La izquierda, si estos partidos son la izquierda, dan la impresión de estar en medio de un proceso de enfriamiento, y el síntoma más claro es la dependencia de figuras que se resisten a dar un paso al costado para que nuevas generaciones de dirigentes comiencen a expresarse. Es un síntoma, como lo es la tendencia a cambiar la Constitución para conseguir más y más reelecciones. En el desconcierto que produjo la desaparición de los paradigmas ideológicos, la renovación también pasa por la renovación de las ideas, y eso no acaba de aflorar. A la izquierda le está costando mucho comprender el fracaso del leninismo, le está costando mucho aceptar que la lucha de clases es más una actitud filosófica que un combate real. No acaba de aceptar las reglas del juego de la sociedad humana, que tiene en la democracia liberal un escollo y una oportunidad, a la misma vez. Estos hombres viejos, están analizando su situación, y la de sus partidos, con las herramientas ideológicas del siglo XIX y no con la realidad palpable de un siglo XXI, que si se cumple la profecía de Grompone, le estará dando el último adiós al capitalismo. Esta izquierda no está viendo que existen islotes de libertad, progreso social y excelentes niveles de vida, ya, hoy, en algunos países, o en parte de algunos países capitalistas. No está viendo el crecimiento de las clases medias, en todo el mundo, y que el trabajo físico, en pocos años, será excepcional.

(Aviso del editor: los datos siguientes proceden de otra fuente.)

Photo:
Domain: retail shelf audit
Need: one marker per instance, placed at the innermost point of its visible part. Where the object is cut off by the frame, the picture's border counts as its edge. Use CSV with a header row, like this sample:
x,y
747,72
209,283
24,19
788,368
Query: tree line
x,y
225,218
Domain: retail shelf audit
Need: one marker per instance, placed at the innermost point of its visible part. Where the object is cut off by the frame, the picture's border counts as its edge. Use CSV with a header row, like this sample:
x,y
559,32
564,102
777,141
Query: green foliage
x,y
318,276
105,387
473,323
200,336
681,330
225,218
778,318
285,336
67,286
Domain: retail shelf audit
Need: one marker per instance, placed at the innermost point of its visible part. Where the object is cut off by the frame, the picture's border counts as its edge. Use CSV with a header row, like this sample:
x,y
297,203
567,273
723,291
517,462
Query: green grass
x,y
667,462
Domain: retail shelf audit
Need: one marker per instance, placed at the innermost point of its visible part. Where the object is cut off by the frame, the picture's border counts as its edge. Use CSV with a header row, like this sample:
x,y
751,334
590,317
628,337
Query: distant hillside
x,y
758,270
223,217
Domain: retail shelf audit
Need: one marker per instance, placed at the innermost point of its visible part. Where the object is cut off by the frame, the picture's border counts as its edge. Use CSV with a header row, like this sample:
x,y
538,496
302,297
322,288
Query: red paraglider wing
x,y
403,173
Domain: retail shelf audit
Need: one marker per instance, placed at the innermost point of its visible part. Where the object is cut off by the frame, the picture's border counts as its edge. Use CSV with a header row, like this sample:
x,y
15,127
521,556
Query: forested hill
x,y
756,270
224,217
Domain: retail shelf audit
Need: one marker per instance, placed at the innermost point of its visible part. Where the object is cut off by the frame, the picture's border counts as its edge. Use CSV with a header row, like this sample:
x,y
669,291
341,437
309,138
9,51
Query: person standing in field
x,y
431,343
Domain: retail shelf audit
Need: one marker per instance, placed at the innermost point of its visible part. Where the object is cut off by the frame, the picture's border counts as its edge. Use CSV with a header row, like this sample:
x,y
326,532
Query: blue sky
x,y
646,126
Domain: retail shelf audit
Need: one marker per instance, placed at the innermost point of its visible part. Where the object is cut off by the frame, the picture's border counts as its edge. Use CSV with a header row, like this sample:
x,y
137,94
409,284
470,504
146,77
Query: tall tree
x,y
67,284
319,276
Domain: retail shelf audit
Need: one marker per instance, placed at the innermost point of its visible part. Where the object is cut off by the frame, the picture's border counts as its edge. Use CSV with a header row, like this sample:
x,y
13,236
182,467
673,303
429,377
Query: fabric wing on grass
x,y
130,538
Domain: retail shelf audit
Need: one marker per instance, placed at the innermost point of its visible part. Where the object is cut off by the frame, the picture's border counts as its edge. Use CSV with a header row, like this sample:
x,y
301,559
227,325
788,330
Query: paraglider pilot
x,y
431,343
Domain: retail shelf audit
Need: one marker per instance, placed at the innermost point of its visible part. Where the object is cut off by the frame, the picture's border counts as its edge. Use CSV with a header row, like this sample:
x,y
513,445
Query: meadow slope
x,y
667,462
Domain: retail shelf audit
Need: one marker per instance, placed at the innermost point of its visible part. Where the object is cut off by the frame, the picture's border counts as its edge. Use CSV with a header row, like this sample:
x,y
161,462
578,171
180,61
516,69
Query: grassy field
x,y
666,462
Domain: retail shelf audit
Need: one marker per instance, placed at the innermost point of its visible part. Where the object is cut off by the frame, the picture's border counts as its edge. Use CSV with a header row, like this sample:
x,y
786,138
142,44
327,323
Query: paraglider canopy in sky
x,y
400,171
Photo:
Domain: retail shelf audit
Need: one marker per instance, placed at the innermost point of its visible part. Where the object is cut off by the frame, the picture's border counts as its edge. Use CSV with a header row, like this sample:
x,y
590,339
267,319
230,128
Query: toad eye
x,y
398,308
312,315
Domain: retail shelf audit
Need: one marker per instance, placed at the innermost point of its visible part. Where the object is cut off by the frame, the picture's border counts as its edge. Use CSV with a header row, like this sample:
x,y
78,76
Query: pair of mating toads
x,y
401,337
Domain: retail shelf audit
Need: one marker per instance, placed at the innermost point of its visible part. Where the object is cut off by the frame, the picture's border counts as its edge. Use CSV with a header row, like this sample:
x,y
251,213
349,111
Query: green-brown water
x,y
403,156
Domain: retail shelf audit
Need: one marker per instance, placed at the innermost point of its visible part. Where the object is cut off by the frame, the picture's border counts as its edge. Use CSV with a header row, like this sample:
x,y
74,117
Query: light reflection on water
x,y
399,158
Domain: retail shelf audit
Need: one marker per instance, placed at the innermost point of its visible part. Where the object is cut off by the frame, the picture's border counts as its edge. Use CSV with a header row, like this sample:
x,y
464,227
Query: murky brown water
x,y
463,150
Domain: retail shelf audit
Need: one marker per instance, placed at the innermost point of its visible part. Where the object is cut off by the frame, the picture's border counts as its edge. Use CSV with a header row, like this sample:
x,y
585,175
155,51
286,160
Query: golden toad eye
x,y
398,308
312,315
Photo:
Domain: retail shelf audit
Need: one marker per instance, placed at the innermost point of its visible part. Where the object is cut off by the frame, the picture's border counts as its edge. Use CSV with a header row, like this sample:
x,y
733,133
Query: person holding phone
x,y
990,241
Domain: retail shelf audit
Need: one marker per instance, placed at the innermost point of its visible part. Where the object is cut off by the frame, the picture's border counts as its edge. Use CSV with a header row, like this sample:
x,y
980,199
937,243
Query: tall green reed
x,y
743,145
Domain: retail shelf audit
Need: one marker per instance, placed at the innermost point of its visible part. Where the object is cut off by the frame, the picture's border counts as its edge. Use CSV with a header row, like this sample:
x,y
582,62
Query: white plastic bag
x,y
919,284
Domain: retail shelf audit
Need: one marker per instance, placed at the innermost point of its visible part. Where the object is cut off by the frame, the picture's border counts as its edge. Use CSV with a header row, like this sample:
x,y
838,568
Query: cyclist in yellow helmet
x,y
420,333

Lula dijo que le asusta el odio de clases… Qué paradójico. El odio de clases está en la tapa del libro rojo, en el pensamiento político del Che. Es el resultado de llamar a la insurrección para tomar el poder por medio de la fuerza. Lula dijo, en el discurso del lunes pasado en Santana do Livramento, que nunca vio tanto odio como en la campaña de Dilma. Lula no parece un hombre prepotente, no llegó a la política haciendo su carrera en la lucha armada, pero las fuerzas políticas son la suma de expresiones que acaban desbordando a sus propios líderes, y más en la izquierda ortodoxa, que todavía guarda sus expectativas en asaltar el Palacio de Invierno.
Las palabras del Che a la Tricontinental son claras, al menos en dos cuestiones fundamentales: el odio de clases como alimento del alma, y el rol de los revolucionarios, para quienes los obreros sindicalizados sólo pelearán por pequeñas conquistas salariales. La adhesión, incluso cuando eso sólo implique una mirada piadosa al pensamiento revolucionario, de una u otra forma, implica compartir la idea en su totalidad. Es parte del discurso y es parte del pensamiento político, son inseparables.
La sociedad uruguaya está dividida, cada parte empieza a odiar a la otra. Hay frustración con la democracia y los partidos políticos. Los sindicatos de la enseñanza siguen decretando un paro cada vez que una madre rabiosa le da una trompada a la maestra de su hijo. Se hace el paro pero las trompadas dejan de ser una excepción para ser un hecho cada vez más cotidiano en las escuelas de nuestro país. Es sólo un doloroso síntoma de que vamos mal, aunque las cifras digan que estamos bien.